Todavía no tenía el carné del partido cuando la llamaron para formar parte del Consejo Económico y Social de Córdoba. Eso fue en 1994. Dos años después, en 1996, Manuel Chaves la nombró consejera de Cultura de la Junta de Andalucía que él presidía. Y en 1999 decidió, por fin afiliarse al PSOE. Seguiría siendo consejera de Cultura cinco años más.
Pertenecer a un partido político, en la España de los últimos treinta años, no es ingresar en un grupo de románticos que defienden unos ideales. Eso puede ser el principio –y no siempre–, pero de ningún modo se sale adelante solo con eso. Hay que aprender a maniobrar, a vender y hasta a traicionar; hay que saber quiénes, dentro del mismo partido, son amigos y quiénes enemigos; hay que actuar con frialdad, con rapidez y muchas veces sin piedad. Ese no es el terreno apropiado para los idealistas. Carmen Calvo tenía y tiene ideales, eso sin duda, pero domina como muy pocos el arte de saber arrimarse (le encantan los toros, además del rock) a quien en cada momento interesa, de apostar, de lanzarse como un rayo a por la presa. Supo desde muy pronto quiénes eran sus amigos (Manuel Chaves fue el primero) y quiénes sus enemigos (Rosa Aguilar fue la peor). Estaba hecha para destacar.
¿Su terreno natural era la Cultura, de la que fue consejera en Andalucía y más tarde (desde 2004 hasta 2007) ministra?

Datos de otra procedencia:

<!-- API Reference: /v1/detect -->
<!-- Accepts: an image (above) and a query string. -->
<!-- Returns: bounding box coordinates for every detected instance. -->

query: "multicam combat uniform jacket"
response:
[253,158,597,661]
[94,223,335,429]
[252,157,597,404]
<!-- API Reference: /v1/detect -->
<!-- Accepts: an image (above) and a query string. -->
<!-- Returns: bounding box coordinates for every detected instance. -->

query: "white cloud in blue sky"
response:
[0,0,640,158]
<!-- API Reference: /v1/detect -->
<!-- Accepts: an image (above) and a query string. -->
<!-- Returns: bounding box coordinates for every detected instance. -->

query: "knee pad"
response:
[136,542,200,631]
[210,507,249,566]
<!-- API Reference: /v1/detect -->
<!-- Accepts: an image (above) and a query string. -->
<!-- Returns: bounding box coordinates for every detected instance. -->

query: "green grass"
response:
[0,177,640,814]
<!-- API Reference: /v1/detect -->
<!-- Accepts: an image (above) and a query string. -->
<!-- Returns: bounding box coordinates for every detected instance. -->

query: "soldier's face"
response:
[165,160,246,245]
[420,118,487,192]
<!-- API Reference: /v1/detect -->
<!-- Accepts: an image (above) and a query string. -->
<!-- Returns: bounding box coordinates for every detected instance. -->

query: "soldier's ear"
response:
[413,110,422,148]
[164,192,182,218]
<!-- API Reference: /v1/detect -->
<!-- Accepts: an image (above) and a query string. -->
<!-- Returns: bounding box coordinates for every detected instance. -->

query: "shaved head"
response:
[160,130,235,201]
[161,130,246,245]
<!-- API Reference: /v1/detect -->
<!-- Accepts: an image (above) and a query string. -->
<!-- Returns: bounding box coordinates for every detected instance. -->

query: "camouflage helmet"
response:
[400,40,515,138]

Pues eso es difícil de decir. Su tesis doctoral, dirigida por el catedrático José Acosta Sánchez, está empedrada no ya de erratas sino de faltas de ortografía, muchas de ellas repetidas varias veces. Hizo cosas importantes: la controvertida devolución de los “papeles de Salamanca” (del Archivo de la guerra civil) al gobierno autónomo de Cataluña, que los llevaba reclamando desde hacía años; la ley de la propiedad intelectual, la del libro, la del cine. Medidas que fueron casi todas muy contestadas y que tuvieron vidas y resultados muy diversos. Pero una ministra de Cultura, por más poder que tenga y por más apoyada que se sienta, no puede pedir a la Unesco que legisle “para todos los planetas” (2005), ni asegurar que el dinero público “no es de nadie” (2004), ni atribuir a Leonardo da Vinci, en un discurso, una de las frases más conocidas de Victor Hugo; ni asegurar que “nuestra Constitución no recoge la igualdad entre hombres y mujeres, como lo hacen otras constituciones”, porque a una doctora en Derecho Constitucional debería sonarle (por lo menos sonarle) el artículo 14.
El peor chiste de Carmen Calvo
Y una ministra de Cultura no puede caer en el peor error que se puede cometer en política… y casi en la vida: hacer un chiste y que no se ría nadie. Fue en el Senado. Se hablaba de cine y el senador Van Halen, del PP, decía: “En 2001 (año negro también, Calvo dixit), las cifras fueron…”. Respuesta inolvidable de la señora ministra: “Señoría, usted para mí nunca será Van Halen Pixie ni Dixie”. Es imposible que una doctora en Derecho no conociese el uso del término latino dixit (dijo), que suele usarse para citar algo literalmente. Calvo estaba tratando de hacer un chiste. Pero fue un chiste malísimo. Y la señora ministra quedó por tonta… una vez más.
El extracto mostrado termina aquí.